I made a huge mistake and bought used appliances that came with free roach eggs that decided to hatch en mass months later. In trying to combat them before they take over the house we have done every thing humanly possible, including cleaning out the appliances (no point in buying new ones as the roaches are in the house now, we need to kill them all) inside and out. They were in the inner door panel and the electrical housing. We cleaned it out and sprayed in side (though I didn't think we got the electrics). I say this though to say there is a chance we got that wet with bug spray. Shortly after, we were running it, empty, and it stopped mid cycle with water standing in the bottom and no power. The outlet is fine, but it has no power. I'd love to salvage this one since it will apparently be months until we get the all clear from the pest control company and there is no point in bringing in new appliances for them to hide in. 

I'm wondering what is the best way to drain the water so I am not feeding these freaking creatures and also, hoping anyone has suggestions on what the problem may be. 

Thank you so much! 

It's a Whirlpool DU915PWPS2


----------



## joecaption (Nov 30, 2011)

Check out repairclinic.com


----------



## jmon (Nov 5, 2012)

Wow. Sorry to hear about that.

As per your post, started happening right after you sprayed everything down. It would appear you got the electronics wet somehow. Unplug it and let it dry out a couple days.

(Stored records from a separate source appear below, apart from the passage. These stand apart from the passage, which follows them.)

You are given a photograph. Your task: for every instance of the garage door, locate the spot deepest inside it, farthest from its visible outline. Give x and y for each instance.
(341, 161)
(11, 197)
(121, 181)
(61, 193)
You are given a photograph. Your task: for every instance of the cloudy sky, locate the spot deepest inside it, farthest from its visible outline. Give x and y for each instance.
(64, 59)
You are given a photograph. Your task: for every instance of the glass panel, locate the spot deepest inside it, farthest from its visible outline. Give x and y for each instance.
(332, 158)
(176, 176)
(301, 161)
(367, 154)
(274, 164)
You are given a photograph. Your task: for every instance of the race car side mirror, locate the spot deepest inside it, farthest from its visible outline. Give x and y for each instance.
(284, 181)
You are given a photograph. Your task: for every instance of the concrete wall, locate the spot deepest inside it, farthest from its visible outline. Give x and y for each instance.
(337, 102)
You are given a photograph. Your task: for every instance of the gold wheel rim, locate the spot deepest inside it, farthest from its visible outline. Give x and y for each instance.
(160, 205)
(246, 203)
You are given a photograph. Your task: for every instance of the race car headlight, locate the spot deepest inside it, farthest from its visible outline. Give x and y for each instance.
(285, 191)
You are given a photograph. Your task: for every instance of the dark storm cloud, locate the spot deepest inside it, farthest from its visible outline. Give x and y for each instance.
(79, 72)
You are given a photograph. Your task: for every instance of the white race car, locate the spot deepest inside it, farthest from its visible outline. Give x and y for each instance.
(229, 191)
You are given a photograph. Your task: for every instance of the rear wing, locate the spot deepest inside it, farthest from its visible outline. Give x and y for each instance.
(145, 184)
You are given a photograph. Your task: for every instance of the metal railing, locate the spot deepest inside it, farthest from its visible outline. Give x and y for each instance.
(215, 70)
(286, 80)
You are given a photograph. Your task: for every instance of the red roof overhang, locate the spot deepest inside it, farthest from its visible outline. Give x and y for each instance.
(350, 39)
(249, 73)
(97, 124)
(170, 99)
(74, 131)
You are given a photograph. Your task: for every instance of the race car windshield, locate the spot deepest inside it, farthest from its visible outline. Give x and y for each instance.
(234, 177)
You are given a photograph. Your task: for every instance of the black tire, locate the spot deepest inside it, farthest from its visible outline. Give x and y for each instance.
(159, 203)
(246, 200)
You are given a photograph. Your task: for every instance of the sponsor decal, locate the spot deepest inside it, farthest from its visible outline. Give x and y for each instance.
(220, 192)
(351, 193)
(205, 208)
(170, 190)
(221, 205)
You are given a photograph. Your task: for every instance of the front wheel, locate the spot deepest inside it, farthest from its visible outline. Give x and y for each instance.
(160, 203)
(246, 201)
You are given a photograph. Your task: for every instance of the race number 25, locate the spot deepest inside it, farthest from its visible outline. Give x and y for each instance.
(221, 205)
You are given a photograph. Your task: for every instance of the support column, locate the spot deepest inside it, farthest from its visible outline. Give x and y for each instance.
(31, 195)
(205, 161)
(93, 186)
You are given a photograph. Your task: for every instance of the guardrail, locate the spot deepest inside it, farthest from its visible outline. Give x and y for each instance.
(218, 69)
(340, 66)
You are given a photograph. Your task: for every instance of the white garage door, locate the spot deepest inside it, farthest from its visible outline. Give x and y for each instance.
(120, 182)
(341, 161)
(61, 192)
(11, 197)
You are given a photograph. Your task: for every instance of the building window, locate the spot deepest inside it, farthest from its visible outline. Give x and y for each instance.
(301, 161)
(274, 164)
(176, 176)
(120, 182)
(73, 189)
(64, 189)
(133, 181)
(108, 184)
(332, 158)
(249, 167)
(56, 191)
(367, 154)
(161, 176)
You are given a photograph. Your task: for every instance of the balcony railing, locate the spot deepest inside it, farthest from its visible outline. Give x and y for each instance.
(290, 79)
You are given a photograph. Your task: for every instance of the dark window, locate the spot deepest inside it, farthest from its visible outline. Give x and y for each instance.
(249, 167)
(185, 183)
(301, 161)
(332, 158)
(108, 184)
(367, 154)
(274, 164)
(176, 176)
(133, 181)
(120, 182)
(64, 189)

As for removing the standing water. First unplug it, lay plenty of towels on the floor to catch the water, open door to it's normal position and remove bottom rack, scoop out remaining water with small cup (or use a shop vac set-up for water), when you can't scoop anymore use a towel or sponge to get remaining water out. Let it dry out for awhile, use a fan/hair dryer to speed up the drying process. Then plug it in and try again. Just a suggestion.

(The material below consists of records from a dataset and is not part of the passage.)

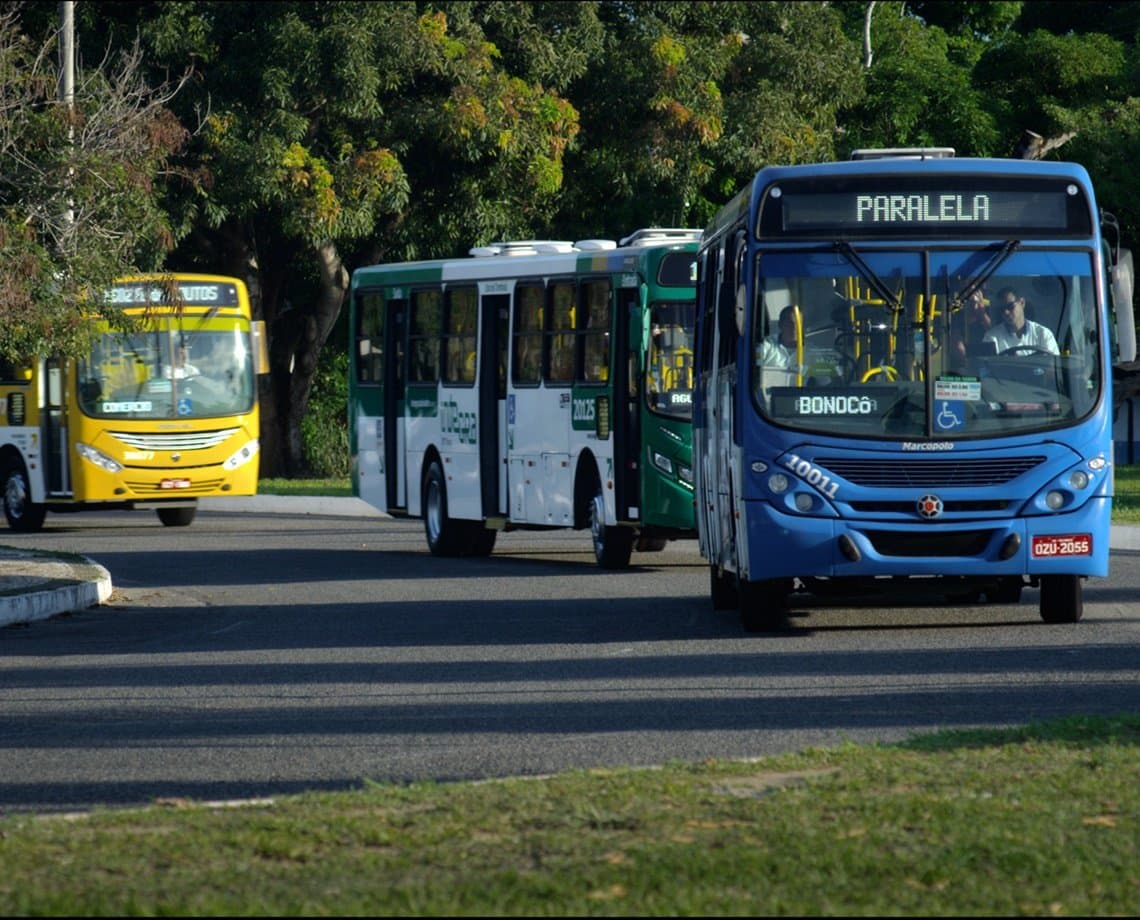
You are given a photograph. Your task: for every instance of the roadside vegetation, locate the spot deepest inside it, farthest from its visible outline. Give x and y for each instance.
(1035, 821)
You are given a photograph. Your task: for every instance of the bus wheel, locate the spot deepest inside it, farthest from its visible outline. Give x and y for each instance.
(22, 513)
(612, 545)
(441, 531)
(177, 517)
(723, 588)
(1061, 597)
(763, 605)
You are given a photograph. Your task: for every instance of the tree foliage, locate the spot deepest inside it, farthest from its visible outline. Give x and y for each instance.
(78, 189)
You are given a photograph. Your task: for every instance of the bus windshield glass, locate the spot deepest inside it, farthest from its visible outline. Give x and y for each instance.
(669, 371)
(926, 344)
(169, 372)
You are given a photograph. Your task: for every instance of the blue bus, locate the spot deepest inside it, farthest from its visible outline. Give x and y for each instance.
(904, 380)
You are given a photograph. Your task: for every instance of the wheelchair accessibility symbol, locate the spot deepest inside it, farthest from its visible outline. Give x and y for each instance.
(951, 415)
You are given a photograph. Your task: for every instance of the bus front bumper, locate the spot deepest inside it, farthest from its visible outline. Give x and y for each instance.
(781, 545)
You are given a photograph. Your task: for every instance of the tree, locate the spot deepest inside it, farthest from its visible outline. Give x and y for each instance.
(690, 99)
(353, 131)
(78, 203)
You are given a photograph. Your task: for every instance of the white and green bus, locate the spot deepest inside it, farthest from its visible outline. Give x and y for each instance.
(535, 384)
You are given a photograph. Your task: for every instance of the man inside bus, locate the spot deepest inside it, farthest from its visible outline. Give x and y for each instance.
(978, 323)
(779, 349)
(1016, 331)
(181, 367)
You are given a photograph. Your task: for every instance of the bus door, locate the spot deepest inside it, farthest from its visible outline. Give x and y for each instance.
(54, 421)
(396, 470)
(628, 350)
(493, 347)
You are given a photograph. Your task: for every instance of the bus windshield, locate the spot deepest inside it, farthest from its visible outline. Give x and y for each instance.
(169, 372)
(926, 343)
(669, 371)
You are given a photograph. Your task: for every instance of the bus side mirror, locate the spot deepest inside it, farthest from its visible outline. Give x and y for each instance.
(260, 347)
(1123, 276)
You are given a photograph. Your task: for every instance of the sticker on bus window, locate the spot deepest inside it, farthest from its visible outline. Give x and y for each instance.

If no better, as mentioned above, go to repairclinic.com and type in your model number for further advice/suggestions. They also sell parts.


----------



## Bob Sanders (Nov 10, 2013)

Most dish washers will drain completely if you simply get the (entire) hose lower than the pump (putting it on the floor will do it) Drain what you can with a cup and sponge then place the hose on the floor. Have a mop standing by.

If it's anything like my old whirpool, there is a thermal fuse situated just over the control board inside the door. If it gets too hot it blows and has to be replaced. It acts like there is no power at all to the machine. (Mine blew twice before I got sick of whirlpool and replaced it with a real dishwasher.)

You can test it by removing it and running a simple continuity test on it. New ones cost about $25 and come in a kit with extension wires to move it a little further away from the control board (which kind of suggests a design flaw in the original equipment  )

It looks something like this:


----------



## hardwareman (Oct 9, 2010)

best way to remove standing water in a dishwasher is a shop vac, they are my best friend in situations like this.


----------